«Börne dice dell’Amleto: «E’ un dramma cristiano».
Questa, secondo la mia opinione, è un’osservazione assai appropriata.
Ne sostituirei solo una parola: «E’ un dramma religioso», e
aggiungerei che il suo difetto non sta nell’esserlo, ma nel non
esserci arrivato, o piuttosto nel fatto che non avrebbe dovuto essere
un dramma. Dal momento che Shakespeare non vuole dotare Amleto di
presupposti religiosi che cospirino contro di lui nel dubbio religioso
(punto in cui cessa il dramma), Amleto resta essenzialmente un
indeciso, e l’estetica esige una concezione comica. Il suo progetto di
diventare un vendicatore a cui appartiene la vendetta, dice Amleto,
lui l’ha concepito; se non lo vediamo crollare religiosamente
all’istante sotto il peso di questo progetto (nel qual caso la scena
diventa introspettiva, e gli scrupoli impoetici di lui vengono a
rappresentare, dal punto di vista psicologico, una forma notevole di
pentimento dialettico, in quanto il pentimento arriva quasi troppo
presto), esigiamo allora un’azione rapida, giacché in tal caso deve
affrontare solo e unicamente l’esterno, un ambito dove il poeta non
gli pone difficoltà.
Se Amleto viene trattenuto nell’ambito di categorie puramente
estetiche, l’interesse si incentra sul problema: se, cioè, egli
possieda al forza demonica per mettere in atto una risoluzione simile.

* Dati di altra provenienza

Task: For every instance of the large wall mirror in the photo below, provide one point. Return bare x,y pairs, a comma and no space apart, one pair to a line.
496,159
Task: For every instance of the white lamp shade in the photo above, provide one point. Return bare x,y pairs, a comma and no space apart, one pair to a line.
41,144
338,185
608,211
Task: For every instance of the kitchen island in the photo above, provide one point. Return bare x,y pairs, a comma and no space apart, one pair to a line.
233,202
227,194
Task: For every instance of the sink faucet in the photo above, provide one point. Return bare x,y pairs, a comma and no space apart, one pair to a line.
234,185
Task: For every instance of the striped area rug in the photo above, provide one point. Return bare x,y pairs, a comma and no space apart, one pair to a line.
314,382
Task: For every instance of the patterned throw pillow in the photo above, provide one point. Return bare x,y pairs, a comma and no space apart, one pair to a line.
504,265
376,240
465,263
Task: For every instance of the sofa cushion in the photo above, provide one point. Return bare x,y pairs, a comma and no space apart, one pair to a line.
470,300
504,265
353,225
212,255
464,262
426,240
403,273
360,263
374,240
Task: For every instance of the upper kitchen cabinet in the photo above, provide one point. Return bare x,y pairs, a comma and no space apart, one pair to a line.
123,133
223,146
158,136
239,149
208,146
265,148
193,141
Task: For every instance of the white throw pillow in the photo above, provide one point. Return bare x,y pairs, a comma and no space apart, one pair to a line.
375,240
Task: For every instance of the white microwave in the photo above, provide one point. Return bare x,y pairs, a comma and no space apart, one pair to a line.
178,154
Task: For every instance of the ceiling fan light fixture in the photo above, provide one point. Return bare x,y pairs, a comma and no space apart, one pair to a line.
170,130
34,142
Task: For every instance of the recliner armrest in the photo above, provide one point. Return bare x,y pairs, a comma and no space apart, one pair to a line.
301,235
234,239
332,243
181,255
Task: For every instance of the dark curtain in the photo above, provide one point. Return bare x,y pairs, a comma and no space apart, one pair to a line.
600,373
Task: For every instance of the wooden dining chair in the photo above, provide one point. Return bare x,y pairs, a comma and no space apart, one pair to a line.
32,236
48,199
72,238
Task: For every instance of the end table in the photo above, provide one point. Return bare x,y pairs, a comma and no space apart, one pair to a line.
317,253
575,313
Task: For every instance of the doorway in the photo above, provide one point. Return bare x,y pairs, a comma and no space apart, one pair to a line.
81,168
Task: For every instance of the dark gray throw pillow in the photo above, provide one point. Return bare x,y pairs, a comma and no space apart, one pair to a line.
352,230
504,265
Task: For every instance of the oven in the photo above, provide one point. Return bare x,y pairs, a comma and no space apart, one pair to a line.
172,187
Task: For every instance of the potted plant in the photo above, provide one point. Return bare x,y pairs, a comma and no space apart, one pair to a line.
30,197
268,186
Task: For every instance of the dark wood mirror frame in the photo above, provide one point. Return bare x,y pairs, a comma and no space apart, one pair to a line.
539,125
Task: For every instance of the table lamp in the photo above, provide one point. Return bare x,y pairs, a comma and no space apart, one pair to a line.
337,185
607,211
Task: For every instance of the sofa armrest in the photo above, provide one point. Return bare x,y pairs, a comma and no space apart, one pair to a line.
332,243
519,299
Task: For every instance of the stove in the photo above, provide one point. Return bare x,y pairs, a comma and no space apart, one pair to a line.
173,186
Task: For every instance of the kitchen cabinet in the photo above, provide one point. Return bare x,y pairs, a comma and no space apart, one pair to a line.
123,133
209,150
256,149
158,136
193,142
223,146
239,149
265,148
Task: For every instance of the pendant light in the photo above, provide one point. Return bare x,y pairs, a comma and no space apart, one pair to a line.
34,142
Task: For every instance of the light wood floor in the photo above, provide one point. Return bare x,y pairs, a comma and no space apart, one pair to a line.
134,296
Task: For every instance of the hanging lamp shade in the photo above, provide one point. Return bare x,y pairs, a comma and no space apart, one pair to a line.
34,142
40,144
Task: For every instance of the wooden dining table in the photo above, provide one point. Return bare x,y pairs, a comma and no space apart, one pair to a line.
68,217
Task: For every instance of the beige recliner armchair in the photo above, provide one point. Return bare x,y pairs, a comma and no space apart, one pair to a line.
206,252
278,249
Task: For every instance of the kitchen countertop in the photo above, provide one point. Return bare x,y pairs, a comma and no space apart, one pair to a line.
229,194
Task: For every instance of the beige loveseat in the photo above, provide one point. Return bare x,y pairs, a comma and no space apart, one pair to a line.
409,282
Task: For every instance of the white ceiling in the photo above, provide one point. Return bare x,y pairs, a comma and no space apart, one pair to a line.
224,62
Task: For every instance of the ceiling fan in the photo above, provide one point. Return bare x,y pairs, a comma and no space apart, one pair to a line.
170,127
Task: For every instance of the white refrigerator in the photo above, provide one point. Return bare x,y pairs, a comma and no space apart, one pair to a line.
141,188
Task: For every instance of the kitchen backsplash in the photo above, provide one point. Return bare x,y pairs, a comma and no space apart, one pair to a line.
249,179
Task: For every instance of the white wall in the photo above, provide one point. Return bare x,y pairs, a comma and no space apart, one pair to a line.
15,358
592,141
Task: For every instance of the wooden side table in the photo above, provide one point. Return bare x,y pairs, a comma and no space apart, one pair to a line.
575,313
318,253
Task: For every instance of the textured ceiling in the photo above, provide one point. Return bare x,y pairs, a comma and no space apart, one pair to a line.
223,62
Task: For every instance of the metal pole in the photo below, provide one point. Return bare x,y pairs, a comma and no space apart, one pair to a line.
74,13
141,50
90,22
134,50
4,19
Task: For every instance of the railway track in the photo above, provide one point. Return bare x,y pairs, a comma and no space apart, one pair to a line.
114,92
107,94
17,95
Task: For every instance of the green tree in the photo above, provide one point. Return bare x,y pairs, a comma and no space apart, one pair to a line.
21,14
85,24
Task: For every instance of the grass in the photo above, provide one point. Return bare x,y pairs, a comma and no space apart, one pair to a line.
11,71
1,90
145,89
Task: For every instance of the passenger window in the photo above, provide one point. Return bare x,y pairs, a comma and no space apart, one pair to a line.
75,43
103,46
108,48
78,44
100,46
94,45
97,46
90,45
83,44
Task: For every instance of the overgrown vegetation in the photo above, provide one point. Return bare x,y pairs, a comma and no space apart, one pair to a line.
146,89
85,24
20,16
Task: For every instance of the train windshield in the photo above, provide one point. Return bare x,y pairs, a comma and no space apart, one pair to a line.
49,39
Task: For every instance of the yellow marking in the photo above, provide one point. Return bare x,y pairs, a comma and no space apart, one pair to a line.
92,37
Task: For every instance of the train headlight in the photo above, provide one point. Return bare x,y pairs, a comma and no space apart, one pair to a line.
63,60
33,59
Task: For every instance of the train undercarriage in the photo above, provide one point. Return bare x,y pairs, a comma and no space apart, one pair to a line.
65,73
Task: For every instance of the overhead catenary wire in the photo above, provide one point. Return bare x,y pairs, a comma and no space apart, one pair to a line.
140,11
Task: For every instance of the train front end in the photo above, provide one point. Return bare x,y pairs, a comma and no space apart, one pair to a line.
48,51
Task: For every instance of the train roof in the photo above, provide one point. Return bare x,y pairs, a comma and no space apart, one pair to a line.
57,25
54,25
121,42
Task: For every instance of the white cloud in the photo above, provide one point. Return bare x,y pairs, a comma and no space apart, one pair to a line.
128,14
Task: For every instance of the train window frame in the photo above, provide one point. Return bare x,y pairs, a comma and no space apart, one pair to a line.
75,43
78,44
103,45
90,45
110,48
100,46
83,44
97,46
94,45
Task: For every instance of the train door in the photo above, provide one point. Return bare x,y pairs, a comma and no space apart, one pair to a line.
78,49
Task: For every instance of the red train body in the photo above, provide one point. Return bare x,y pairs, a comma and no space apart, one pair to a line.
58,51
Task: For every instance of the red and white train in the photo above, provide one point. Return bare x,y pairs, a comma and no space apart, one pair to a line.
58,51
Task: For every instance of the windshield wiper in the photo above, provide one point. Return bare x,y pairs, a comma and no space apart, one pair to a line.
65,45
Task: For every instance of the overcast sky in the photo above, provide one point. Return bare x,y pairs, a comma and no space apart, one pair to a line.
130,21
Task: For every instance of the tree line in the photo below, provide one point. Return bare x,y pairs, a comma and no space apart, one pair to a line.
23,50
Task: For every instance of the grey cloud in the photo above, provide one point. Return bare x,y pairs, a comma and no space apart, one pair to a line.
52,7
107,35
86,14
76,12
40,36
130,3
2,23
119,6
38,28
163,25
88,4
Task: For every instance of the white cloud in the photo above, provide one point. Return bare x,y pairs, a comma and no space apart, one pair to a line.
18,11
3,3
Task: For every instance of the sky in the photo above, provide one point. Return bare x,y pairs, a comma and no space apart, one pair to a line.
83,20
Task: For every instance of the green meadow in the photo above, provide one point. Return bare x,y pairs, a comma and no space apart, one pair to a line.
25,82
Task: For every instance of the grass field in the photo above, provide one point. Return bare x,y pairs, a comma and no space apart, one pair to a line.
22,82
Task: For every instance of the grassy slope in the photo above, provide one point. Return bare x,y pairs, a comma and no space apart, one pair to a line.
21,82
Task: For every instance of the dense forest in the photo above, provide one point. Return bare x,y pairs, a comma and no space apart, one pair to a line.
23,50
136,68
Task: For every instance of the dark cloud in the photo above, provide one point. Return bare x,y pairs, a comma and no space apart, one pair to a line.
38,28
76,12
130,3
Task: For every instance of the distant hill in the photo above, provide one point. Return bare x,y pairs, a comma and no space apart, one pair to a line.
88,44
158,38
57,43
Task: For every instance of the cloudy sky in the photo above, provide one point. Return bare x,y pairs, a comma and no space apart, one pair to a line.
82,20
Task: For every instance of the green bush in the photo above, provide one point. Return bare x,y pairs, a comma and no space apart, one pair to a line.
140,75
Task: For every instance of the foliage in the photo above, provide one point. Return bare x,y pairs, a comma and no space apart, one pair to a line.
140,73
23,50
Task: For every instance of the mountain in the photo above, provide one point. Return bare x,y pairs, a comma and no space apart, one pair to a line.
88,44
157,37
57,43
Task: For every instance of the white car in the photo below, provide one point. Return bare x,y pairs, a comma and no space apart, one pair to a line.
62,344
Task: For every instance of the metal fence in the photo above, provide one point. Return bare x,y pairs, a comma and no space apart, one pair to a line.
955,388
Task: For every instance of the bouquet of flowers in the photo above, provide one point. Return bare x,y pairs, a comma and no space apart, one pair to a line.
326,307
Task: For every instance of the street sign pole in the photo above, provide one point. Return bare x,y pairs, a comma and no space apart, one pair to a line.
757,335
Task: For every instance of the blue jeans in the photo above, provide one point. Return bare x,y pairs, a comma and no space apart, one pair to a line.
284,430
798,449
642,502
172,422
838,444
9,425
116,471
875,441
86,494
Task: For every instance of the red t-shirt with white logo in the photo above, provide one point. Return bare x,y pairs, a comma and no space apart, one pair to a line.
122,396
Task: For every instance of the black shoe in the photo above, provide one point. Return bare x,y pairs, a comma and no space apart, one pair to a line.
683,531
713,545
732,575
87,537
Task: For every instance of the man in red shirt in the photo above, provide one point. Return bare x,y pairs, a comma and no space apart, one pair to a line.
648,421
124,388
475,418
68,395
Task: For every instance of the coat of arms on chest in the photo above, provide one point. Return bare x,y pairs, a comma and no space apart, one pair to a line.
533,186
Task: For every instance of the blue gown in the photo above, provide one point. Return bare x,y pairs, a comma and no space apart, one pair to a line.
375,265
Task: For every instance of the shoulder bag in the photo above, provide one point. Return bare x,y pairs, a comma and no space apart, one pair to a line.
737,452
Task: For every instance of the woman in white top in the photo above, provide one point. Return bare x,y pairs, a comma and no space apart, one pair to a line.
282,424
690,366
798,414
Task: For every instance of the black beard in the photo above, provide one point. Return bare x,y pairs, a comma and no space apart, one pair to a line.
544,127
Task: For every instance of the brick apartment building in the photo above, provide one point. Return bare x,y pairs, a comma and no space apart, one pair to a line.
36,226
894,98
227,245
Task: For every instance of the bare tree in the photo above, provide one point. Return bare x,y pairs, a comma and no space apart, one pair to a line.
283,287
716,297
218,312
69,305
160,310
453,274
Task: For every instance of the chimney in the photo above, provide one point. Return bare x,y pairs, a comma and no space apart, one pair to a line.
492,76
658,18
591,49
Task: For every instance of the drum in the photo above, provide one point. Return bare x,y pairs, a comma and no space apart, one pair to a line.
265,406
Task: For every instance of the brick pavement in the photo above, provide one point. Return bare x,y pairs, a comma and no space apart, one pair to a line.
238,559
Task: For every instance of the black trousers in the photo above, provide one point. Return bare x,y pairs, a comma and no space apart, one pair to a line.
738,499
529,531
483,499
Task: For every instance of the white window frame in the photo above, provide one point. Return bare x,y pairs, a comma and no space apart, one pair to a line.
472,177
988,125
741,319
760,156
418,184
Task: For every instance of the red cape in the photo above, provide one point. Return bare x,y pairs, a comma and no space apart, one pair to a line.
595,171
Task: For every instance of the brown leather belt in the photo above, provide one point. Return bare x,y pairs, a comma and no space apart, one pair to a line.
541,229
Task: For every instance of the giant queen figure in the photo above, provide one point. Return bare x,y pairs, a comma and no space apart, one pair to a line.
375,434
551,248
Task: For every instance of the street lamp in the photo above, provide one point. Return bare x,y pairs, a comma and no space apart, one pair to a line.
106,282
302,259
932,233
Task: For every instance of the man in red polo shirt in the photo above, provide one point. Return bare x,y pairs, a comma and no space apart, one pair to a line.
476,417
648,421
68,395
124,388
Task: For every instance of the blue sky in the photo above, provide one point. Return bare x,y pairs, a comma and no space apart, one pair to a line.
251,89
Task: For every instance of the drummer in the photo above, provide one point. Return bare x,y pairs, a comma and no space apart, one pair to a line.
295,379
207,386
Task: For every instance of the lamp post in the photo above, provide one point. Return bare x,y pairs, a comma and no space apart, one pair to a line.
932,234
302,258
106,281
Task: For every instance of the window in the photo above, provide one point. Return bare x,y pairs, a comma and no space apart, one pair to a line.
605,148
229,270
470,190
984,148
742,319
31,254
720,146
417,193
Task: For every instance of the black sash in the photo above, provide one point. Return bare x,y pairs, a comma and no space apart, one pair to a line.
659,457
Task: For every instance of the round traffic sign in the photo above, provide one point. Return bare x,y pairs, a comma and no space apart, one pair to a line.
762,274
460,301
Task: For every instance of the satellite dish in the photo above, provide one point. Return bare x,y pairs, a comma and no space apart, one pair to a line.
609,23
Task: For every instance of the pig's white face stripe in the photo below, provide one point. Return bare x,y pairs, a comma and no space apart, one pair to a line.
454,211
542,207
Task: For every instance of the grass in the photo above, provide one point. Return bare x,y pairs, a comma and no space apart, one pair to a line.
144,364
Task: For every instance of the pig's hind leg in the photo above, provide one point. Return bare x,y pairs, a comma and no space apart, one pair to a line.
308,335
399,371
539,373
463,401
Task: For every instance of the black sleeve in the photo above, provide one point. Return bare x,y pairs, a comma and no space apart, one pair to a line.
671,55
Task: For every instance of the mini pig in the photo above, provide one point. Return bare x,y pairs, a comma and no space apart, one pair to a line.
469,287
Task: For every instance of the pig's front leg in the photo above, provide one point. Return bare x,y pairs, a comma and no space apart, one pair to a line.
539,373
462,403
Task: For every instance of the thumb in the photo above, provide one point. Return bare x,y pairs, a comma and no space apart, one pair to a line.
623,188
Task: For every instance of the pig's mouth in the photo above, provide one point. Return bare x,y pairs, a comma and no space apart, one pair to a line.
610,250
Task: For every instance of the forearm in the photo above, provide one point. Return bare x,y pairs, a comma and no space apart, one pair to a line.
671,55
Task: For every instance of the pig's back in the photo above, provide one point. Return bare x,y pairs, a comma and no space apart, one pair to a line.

I suoi scrupoli non sono di alcun interesse; il suo procrastinare e
indugiare, il suo rimandare e il piacere illusorio nel rinnovare il
suo proposito anche al momento in cui non si presentano ostacoli
esterni n on fanno che sminuirlo, sicché egli non diventa un eroe
estetico, e dunque si riduce a non essere nulla. Se viene trattato dal
punto di vista religioso, i suoi scrupoli assumono invece grande
interesse, perché assicurano che egli è un eroe religioso. Spesso la
gente ha dell’errore religioso un concetto del tutto superficiale.
(…) …il religioso è di natura interiore, e quindi gli scrupoli hanno qui
un’importanza essenziale.
Se uno volesse dare di Amleto un’interpretazione religiosa,
bisognerebbe o permettergli di concepire il suo piano, e lasciare poi
che i dubbi religiosi lo sventino; oppure, cosa che a mio parere
meglio mette in luce il religioso (giacché il primo caso potrebbe
anche essere viziato dal dubbio che egli, in realtà, non sia incapace
di mettere in atto il suo progetto), bisognerebbe dotarlo di una forza
demonica che lo metta in grado di eseguire il progetto con forza e
decisione, e poi lasciarlo precipitare in se stesso e nel religioso,
finché non abbia trovato pace. Un dramma, naturalmente, non ne verrà
mai fuori; un poeta non può fare uso di un tema come questo, che
cominci dalla fine e ne faccia tralucere l’inizio.»